Wir mussten nicht lange warten. Dieses Mal entstand auf der Felswand ein ganz anderes Bild: Piktogramme, die wie Höhlenmalereien anmuteten zeigten unverkennbar Menschen.

 

Menschen auf Punyaks. Menschen mit Zelten. Menschen in einer Höhle voller leuchtender Kristalle wie diese.

 

Lady Edith ergriff meine Hand. “Wir haben eine Verbindung zu ihm gefunden.” flüsterte sie.

 

Sie nahm ein neues Stück Papier und führte einen geschickten Scherenschnitt aus. Heraus kam eine lange Kette piktographischer Menschen. Wieder warfen wir sie als Projektion an die Wand.

 

Dieses Mal dauerte die Dunkelheit nur Sekunden, bevor ein neues Bild entstand.

 

“Großer Gott.” flüsterte Lady Edith und zerdrückte mir fast meine Hand.

 

“Ist es das?” flüsterte ich. “Ist es das Selbstbildnis dieses Wesens?”

 

Lady Edith wiegte den Kopf. “Entweder ein Selbstbildnis oder die Art, wie wir es sehen.”

 

Ich starrte auf die Felswand. “Oder wie wir es vor labnger Zeit gesehen haben.

 

Vor uns war aus leuchtenden Kristallen das Bild des Göttervaters Zeus entstanden.

 

 

 

Wir blieben zwei weitere Tage in der Höhle, um das Wesen und die Kommunikation mit ihm zu erforschen.

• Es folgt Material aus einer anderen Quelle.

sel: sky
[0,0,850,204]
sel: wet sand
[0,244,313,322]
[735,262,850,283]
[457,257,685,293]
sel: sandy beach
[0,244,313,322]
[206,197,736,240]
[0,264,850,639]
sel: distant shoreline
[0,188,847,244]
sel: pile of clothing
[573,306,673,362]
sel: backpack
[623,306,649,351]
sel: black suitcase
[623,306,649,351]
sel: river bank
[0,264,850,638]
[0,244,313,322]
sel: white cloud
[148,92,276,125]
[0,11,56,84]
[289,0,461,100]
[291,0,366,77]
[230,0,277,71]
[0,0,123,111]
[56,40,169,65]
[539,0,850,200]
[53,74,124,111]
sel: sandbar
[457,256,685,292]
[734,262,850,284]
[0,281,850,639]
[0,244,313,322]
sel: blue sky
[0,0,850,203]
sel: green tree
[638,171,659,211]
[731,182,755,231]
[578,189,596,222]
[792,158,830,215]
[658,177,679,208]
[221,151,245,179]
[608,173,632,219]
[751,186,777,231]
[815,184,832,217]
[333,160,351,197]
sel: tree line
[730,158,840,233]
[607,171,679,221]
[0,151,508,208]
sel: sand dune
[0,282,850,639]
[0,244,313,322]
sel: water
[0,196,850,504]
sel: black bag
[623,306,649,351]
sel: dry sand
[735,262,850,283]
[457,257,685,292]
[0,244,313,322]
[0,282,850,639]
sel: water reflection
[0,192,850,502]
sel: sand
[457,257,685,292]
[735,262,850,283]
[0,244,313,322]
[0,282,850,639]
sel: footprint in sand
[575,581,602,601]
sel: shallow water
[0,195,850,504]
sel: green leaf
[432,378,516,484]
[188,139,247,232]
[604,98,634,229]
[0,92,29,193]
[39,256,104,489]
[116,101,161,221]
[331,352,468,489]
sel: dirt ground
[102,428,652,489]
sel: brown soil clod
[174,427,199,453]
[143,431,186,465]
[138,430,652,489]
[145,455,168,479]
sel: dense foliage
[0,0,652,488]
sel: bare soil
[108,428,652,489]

Als wir aufgrund unserer zuneige gehenden Vorräte an die Oberfläche aufbrechen mussten, war es Lady Edith und Lord Gustaf gelungen, dem Wesen die ersten Buchstaben unserer Schriftsprache beizubringen.

 

Noch Tage später konnte ich kaum glauben, was wir erlebt hatten. Doch als ich auf dem Rückflug vom Titanmond zum Mutterschiff zu Lady Edith hinübersah und sie mich anlächelte wusste ich, dass es real gewesen war.

 

Und dass wir beide gemeinsam hierher zurückkehren würden.